6.6.1. scikits.learn.mixture.GMM¶
- class scikits.learn.mixture.GMM(n_states=1, cvtype='diag')¶
- Gaussian Mixture Model - Representation of a Gaussian mixture model probability distribution. This class allows for easy evaluation of, sampling from, and maximum-likelihood estimation of the parameters of a GMM distribution. - Initializes parameters such that every mixture component has zero mean and identity covariance. - Parameters : - n_states : int - Number of mixture components. - cvtype : string (read-only) - String describing the type of covariance parameters to use. Must be one of ‘spherical’, ‘tied’, ‘diag’, ‘full’. Defaults to ‘diag’. - Examples - >>> import numpy as np >>> from scikits.learn import mixture >>> g = mixture.GMM(n_states=2) - >>> # Generate random observations with two modes centered on 0 >>> # and 10 to use for training. >>> np.random.seed(0) >>> obs = np.concatenate((np.random.randn(100, 1), ... 10 + np.random.randn(300, 1))) >>> g.fit(obs) GMM(cvtype='diag', n_states=2) >>> g.weights array([ 0.25, 0.75]) >>> g.means array([[ 0.05980802], [ 9.94199467]]) >>> g.covars [array([[ 1.01682662]]), array([[ 0.96080513]])] >>> np.round(g.weights, 2) array([ 0.25, 0.75]) >>> np.round(g.means, 2) array([[ 0.06], [ 9.94]]) >>> np.round(g.covars, 2) ... array([[[ 1.02]], [[ 0.96]]]) >>> g.predict([[0], [2], [9], [10]]) array([0, 0, 1, 1]) >>> np.round(g.score([[0], [2], [9], [10]]), 2) array([-2.32, -4.16, -1.65, -1.19]) - >>> # Refit the model on new data (initial parameters remain the >>> # same), this time with an even split between the two modes. >>> g.fit(20 * [[0]] + 20 * [[10]]) GMM(cvtype='diag', n_states=2) >>> np.round(g.weights, 2) array([ 0.5, 0.5]) - Attributes - cvtype - n_states - weights - means - covars - n_features - int - Dimensionality of the Gaussians. - Methods - decode(X) - Find most likely mixture components for each point in X. - eval(X) - Compute the log likelihood of X under the model and the posterior distribution over mixture components. - fit(X) - Estimate model parameters from X using the EM algorithm. - predict(X) - Like decode, find most likely mixtures components for each observation in X. - rvs(n=1) - Generate n samples from the model. - score(X) - Compute the log likelihood of X under the model. - __init__(n_states=1, cvtype='diag')¶
 - covars¶
- Return covars as a full matrix. 
 - cvtype¶
- Covariance type of the model. - Must be one of ‘spherical’, ‘tied’, ‘diag’, ‘full’. 
 - decode(obs)¶
- Find most likely mixture components for each point in obs. - Parameters : - obs : array_like, shape (n, n_features) - List of n_features-dimensional data points.

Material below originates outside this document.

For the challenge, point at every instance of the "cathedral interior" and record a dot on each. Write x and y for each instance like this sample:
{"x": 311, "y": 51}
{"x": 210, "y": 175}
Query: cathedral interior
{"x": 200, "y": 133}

Each row corresponds to a single data point. - Returns : - logprobs : array_like, shape (n,) - Log probability of each point in obs under the model. - components : array_like, shape (n,) - Index of the most likelihod mixture components for each observation 
 - eval(obs)¶
- Evaluate the model on data - Compute the log probability of obs under the model and return the posterior distribution (responsibilities) of each mixture component for each element of obs. - Parameters : - obs : array_like, shape (n, n_features) - List of n_features-dimensional data points. Each row corresponds to a single data point. - Returns : - logprob : array_like, shape (n,) - Log probabilities of each data point in obs - posteriors: array_like, shape (n, n_states) : - Posterior probabilities of each mixture component for each observation 
 - fit(X, n_iter=10, min_covar=0.001, thresh=0.01, params='wmc', init_params='wmc')¶
- Estimate model parameters with the expectation-maximization algorithm. - A initialization step is performed before entering the em algorithm. If you want to avoid this step, set the keyword argument init_params to the empty string ‘’. Likewise, if you would like just to do an initialization, call this method with n_iter=0. - Parameters : - X : array_like, shape (n, n_features) - List of n_features-dimensional data points. Each row corresponds to a single data point. - n_iter : int, optional - Number of EM iterations to perform. - min_covar : float, optional - Floor on the diagonal of the covariance matrix to prevent overfitting. Defaults to 1e-3. - thresh : float, optional - Convergence threshold. - params : string, optional - Controls which parameters are updated in the training process. Can contain any combination of ‘w’ for weights, ‘m’ for means, and ‘c’ for covars. Defaults to ‘wmc’. - init_params : string, optional - Controls which parameters are updated in the initialization process. Can contain any combination of ‘w’ for weights, ‘m’ for means, and ‘c’ for covars. Defaults to ‘wmc’. 
 - means¶
- Mean parameters for each mixture component. 
 - n_states¶
- Number of mixture components in the model. 
 - predict(X)¶
- Predict label for data. - Parameters : - X : array-like, shape = [n_samples, n_features] - Returns : - C : array, shape = [n_samples] 
 - predict_proba(X)¶
- Predict posterior probability of data under each Gaussian in the model. - Parameters : - X : array-like, shape = [n_samples, n_features] - Returns : - T : array-like, shape = [n_samples, n_states] - Returns the probability of the sample for each Gaussian (state) in the model. 
 - rvs(n=1)¶
- Generate random samples from the model. - Parameters : - n : int - Number of samples to generate. - Returns : - obs : array_like, shape (n, n_features) - List of samples 
 - score(obs)¶
- Compute the log probability under the model. - Parameters : - obs : array_like, shape (n, n_features) - List of n_features-dimensional data points. Each row corresponds to a single data point. - Returns : - logprob : array_like, shape (n,) - Log probabilities of each data point in obs 
 - weights¶
- Mixing weights for each mixture component.